France to grind to a halt: Furious transport workers to strike over Macron pension reforms

The 41-year-old centrist told a news conference: “This is an ambitious project and I will not give up on it.” He added the planned pension overhaul “is indispensable” because it is based on the triad of “universality, fairness and responsibility”. France is expected to grind to a halt from December 5 as transport workers and civil servants prepare to stage mass rolling strikes against M Macron’s pension reform, namely his plan to reduce their special retirement privileges. M Macron says the current state-run system is too costly and complicated and wants to merge France’s 42 different pension schemes into a single points-based system.  

He argues the new system will be fairer and more sustainable, as it will ensure that all French workers have the same pension rights and help plug a chronic deficit.

But workers for the SNCF national railway and Paris public transport operator RATP are angry because the changes could strip them of their special pension rights, which allow them to retire at 52, a decade earlier than the legal retirement age for a full public pension.

Many other professions have a special pension regime.

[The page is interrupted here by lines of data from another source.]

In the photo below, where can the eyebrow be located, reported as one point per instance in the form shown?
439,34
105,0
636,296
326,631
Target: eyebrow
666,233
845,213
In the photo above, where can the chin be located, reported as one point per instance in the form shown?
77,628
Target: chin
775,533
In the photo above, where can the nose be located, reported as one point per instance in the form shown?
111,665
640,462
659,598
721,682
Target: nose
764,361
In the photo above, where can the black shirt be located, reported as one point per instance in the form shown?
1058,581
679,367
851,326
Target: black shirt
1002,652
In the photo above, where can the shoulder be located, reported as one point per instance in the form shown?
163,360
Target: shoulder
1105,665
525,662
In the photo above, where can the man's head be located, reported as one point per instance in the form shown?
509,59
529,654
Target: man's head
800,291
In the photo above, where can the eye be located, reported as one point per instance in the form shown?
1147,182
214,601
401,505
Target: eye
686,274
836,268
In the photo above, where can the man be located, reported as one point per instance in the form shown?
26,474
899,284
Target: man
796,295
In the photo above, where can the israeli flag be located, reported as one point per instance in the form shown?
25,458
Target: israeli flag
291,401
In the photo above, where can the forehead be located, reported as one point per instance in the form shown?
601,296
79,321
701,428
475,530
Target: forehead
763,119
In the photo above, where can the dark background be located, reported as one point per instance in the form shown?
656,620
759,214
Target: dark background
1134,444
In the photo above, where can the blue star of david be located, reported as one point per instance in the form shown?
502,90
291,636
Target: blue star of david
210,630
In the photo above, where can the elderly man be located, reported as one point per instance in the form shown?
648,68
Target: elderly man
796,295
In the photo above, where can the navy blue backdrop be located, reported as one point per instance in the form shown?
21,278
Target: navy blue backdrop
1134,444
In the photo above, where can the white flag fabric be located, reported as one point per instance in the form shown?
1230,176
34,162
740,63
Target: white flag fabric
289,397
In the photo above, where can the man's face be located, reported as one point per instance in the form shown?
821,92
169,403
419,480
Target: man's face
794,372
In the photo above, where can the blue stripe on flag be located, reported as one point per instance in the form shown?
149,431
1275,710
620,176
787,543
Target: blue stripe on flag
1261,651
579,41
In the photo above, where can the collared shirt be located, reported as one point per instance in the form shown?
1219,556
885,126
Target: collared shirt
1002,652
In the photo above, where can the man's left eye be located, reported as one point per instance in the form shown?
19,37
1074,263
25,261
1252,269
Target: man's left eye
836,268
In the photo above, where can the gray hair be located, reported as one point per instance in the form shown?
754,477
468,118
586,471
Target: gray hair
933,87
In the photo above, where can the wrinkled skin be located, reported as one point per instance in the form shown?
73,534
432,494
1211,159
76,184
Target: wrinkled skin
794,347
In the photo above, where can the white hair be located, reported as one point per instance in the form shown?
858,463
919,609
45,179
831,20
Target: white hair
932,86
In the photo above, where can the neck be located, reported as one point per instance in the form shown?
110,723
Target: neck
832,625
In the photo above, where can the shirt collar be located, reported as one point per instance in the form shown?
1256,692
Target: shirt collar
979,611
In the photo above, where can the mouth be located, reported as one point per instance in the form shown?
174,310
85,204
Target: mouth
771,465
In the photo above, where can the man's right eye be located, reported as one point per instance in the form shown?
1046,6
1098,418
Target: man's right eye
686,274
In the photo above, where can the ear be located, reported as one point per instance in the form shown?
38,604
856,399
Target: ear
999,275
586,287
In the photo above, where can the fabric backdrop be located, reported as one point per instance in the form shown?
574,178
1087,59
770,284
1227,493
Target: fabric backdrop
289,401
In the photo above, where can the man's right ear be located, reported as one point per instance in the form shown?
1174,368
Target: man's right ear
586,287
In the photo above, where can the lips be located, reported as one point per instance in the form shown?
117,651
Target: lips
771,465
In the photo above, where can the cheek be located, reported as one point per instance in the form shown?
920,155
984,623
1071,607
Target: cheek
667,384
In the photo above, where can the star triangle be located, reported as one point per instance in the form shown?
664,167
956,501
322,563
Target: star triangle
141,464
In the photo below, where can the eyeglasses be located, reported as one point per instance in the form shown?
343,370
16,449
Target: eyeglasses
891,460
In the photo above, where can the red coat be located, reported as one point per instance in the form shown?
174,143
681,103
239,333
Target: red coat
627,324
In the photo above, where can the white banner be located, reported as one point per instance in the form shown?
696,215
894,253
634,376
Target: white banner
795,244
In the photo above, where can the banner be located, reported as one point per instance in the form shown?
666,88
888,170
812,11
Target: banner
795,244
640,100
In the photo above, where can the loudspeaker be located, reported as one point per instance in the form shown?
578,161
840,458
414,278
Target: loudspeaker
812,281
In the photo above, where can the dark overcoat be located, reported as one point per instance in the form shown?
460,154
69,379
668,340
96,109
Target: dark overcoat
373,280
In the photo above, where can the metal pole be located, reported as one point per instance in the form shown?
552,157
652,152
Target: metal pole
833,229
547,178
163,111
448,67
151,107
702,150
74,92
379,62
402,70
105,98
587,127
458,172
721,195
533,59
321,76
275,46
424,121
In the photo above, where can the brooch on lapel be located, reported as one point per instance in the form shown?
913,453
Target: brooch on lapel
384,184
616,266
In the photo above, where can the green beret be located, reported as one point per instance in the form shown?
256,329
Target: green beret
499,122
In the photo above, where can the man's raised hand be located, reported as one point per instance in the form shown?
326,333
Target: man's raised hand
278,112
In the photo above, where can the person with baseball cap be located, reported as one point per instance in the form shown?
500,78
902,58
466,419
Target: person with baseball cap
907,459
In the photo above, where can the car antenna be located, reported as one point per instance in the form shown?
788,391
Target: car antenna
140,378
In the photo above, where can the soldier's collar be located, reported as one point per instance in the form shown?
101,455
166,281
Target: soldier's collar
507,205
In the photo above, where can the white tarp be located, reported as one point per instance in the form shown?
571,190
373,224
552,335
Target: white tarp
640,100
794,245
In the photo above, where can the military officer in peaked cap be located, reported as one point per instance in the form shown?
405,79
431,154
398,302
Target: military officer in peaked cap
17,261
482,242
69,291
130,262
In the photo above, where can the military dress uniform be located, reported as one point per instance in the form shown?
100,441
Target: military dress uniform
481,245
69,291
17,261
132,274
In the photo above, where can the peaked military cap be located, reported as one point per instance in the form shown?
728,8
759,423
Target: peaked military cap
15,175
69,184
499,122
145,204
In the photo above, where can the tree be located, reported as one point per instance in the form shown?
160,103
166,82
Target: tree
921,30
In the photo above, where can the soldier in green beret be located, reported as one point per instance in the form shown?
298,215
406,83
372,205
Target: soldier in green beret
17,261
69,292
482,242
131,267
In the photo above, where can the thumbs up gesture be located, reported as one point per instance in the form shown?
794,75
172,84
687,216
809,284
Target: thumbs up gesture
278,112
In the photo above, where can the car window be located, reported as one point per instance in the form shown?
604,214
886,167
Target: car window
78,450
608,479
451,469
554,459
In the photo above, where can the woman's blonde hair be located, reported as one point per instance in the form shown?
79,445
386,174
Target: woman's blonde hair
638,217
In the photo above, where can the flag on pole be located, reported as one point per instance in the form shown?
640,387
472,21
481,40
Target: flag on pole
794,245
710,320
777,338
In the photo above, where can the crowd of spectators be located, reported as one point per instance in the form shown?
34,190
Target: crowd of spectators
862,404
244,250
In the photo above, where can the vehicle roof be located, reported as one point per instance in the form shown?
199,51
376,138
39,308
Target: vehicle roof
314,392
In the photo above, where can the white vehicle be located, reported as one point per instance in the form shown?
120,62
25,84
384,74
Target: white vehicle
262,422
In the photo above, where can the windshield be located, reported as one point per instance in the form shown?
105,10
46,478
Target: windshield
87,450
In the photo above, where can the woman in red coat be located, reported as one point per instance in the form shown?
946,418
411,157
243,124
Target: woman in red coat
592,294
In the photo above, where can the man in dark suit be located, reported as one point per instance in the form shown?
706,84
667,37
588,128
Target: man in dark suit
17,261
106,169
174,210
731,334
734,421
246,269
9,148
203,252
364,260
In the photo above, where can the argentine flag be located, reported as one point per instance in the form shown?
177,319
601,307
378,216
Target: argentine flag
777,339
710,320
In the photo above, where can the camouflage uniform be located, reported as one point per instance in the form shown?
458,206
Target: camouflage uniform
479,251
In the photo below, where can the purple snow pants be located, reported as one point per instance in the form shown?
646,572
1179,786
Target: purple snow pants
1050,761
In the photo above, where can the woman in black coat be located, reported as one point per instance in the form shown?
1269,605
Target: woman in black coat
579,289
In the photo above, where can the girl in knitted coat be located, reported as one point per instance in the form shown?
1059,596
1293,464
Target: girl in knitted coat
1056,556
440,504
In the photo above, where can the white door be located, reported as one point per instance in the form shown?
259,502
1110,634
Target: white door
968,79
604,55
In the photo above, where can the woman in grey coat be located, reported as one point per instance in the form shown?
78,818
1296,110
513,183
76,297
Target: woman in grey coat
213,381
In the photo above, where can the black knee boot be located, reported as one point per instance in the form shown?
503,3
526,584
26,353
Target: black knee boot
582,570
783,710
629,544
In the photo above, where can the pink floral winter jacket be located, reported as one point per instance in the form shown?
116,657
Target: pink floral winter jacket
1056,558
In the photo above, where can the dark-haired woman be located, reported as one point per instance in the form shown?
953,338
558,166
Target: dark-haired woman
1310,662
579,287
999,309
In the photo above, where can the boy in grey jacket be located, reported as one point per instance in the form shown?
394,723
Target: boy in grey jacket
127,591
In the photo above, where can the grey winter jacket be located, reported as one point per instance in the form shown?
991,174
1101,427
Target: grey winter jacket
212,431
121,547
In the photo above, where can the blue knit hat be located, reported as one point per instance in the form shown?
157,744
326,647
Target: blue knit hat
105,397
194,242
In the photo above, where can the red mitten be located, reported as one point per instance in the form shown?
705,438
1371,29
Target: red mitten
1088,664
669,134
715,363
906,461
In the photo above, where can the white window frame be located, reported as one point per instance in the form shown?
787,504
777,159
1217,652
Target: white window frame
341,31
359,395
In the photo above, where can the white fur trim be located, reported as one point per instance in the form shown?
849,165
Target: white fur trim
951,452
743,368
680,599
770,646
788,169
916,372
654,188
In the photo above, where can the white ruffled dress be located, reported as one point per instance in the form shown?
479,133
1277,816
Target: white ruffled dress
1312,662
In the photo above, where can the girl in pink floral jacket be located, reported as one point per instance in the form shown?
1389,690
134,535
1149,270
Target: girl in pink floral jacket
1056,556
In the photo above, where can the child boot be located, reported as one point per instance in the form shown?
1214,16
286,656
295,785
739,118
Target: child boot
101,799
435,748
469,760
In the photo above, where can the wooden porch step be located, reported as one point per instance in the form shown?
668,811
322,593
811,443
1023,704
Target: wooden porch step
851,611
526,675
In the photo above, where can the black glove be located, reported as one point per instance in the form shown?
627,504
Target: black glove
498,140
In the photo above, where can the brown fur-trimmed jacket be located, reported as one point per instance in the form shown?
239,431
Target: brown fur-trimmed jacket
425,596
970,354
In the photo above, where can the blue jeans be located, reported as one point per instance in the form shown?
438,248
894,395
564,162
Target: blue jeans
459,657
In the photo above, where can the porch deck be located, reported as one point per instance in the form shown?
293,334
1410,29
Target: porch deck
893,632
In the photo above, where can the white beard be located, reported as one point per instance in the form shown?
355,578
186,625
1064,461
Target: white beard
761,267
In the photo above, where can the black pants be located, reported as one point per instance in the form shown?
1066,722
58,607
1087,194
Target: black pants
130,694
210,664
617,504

Aircrews are also allowed to retire early while lawyers and doctors pay less tax.

M Macron, for his part, slammed unions for organising protests against a reform they know very little about.

“The planned protest action strikes me as odd,” he said, adding unions were “playing on people’s fears” and encouraging citizens to denounce “a reform whose exact terms remain unknown”.

The French President said: “It’s not a protest against the pension reform, but a protest against the end of special pension regimes.”

National Assembly chief Richard Ferrand told weekly Le Journal du Dimanche the December strike was “a protest to maintain inequalities that we cannot and do not want to tackle”.

Philippe Martinez, the leader of the hard-left CGT union, rejected M Macron’s claim the strike wasn’t against the pension reform per se, but against the end of special pension regimes.

M Martinez said the reform “will affect everyone” in a joint interview with RTL radio, LCI television and Le Figaro daily, as he accused M Macron of seeking to “divide the French”.

The union chief has repeatedly warned the pension overhaul will force people to work longer and for less.

While the Macron government did not waver in the face of rolling strikes last year over reform of the debt-ridden SNCF, M Macron has since been weakened politically by anti-government “yellow vest” protests at the end of 2018 and early this year.  

The yellow vest crisis, which shook France to its core and sparked some of the worst street violence in decades, was triggered by anger over falling living standards but also concerns M Macron was indifferent to citizens’ needs and pushing his agenda too hard.

The pension bill is to be debated by lawmakers next summer. The government has said that the changes would only apply to people born after 1963 and enter progressively into force between 2025 and 2040.

Right-wing former president Nicolas Sarkozy raised France’s retirement age from 60 to 62 in 2010 despite months of protests that brought millions onto the streets.